AzureBlobSinkConfig (for connector: azure-blob, rivven-storage):

Field Type Default Description
accountName string required Storage account name
container string required Container name
prefix string - Blob prefix
format string jsonl json, jsonl, parquet, avro
compression string none none, gzip
partitioning string none none, daily, hourly
batchSize int 1000 Events per file
flushIntervalSeconds int 60 Flush interval

SnowflakeSinkConfig (for connector: snowflake, rivven-warehouse):

Field Type Default Description
account string required Snowflake account identifier
user string required Snowflake user name
privateKeyPath string required Path to PKCS#8 private key (use secret)
database string required Target database
schema string required Target schema
table string required Target table
warehouse string - Snowflake warehouse name
role string - Snowflake role name
batchSize int 1000 Rows per batch insert

BigQuerySinkConfig (for connector: bigquery, rivven-warehouse):

Field Type Default Description
projectId string required GCP project ID
datasetId string required BigQuery dataset ID
tableId string required BigQuery table ID
credentialsFile string - Path to service account JSON
useAdc bool true Use Application Default Credentials
batchSize int 500 Rows per insert request
autoCreateTable bool false Auto-create table if not exists

RedshiftSinkConfig (for connector: redshift, rivven-warehouse):

Field Type Default Description
host string required Redshift cluster endpoint
port int 5439 Redshift port
database string required Database name
user string required Redshift user name
schema string public Target schema
table string required Target table
sslMode string prefer disable, prefer, require, verify-ca, verify-full
batchSize int 1000 Rows per batch insert

TableSpec (CDC Tables)

Field Type Default Description
schema string - Schema/namespace (e.g., "public")
table string required Table name
topic string - Override topic for this table
columns []string [] Columns to include (empty = all)
excludeColumns []string [] Columns to exclude
columnMasks map[string]string {} Column masking rules

Configuration

Operator Flags

Flag Env Var Default Description
--metrics-addr METRICS_ADDR 0.0.0.0:8080 Metrics server address
--health-addr HEALTH_ADDR 0.0.0.0:8081 Health probe address
--leader-election LEADER_ELECTION true Enable leader election
--namespace WATCH_NAMESPACE "" Namespace to watch (empty = all)

Supported Connectors

Built-in Sources (rivven-connect core)

  • postgres-cdc - PostgreSQL Change Data Capture (logical replication)
  • mysql-cdc - MySQL Change Data Capture (binlog replication)
  • http - HTTP/Webhook source
  • datagen - Data generator for testing

Queue Sources (rivven-queue crate)

  • kafka-source - Apache Kafka consumer (migration from Kafka)
  • mqtt-source - MQTT broker subscriber (IoT data ingestion)
  • sqs-source - AWS SQS queue consumer
  • pubsub-source - Google Cloud Pub/Sub subscriber

Built-in Sinks (rivven-connect core)

  • stdout - Standard output (debugging)
  • http-webhook - HTTP webhooks

Queue Sinks (rivven-queue crate)

  • kafka-sink - Apache Kafka producer (hybrid deployments)

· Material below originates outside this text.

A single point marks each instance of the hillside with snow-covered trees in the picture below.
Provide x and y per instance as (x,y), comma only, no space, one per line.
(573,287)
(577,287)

Storage Sinks (rivven-storage crate)

  • s3 - Amazon S3 / MinIO object storage
  • gcs - Google Cloud Storage
  • azure-blob - Azure Blob Storage

Warehouse Sinks (rivven-warehouse crate)

  • snowflake - Snowflake Data Warehouse (Snowpipe Streaming)
  • bigquery - Google BigQuery
  • redshift - Amazon Redshift

Development

Build

cargo build --release -p rivven-operator

Run Locally (against kind/minikube)

# Install CRDs
kubectl apply -f deploy/crds/

# Run operator locally
cargo run -p rivven-operator -- --leader-election=false

Run Tests

cargo test -p rivven-operator

Generate CRD YAML

cargo run -p rivven-operator -- crd > deploy/crds/rivven.io_rivvenclusters.yaml

License

See root LICENSE file.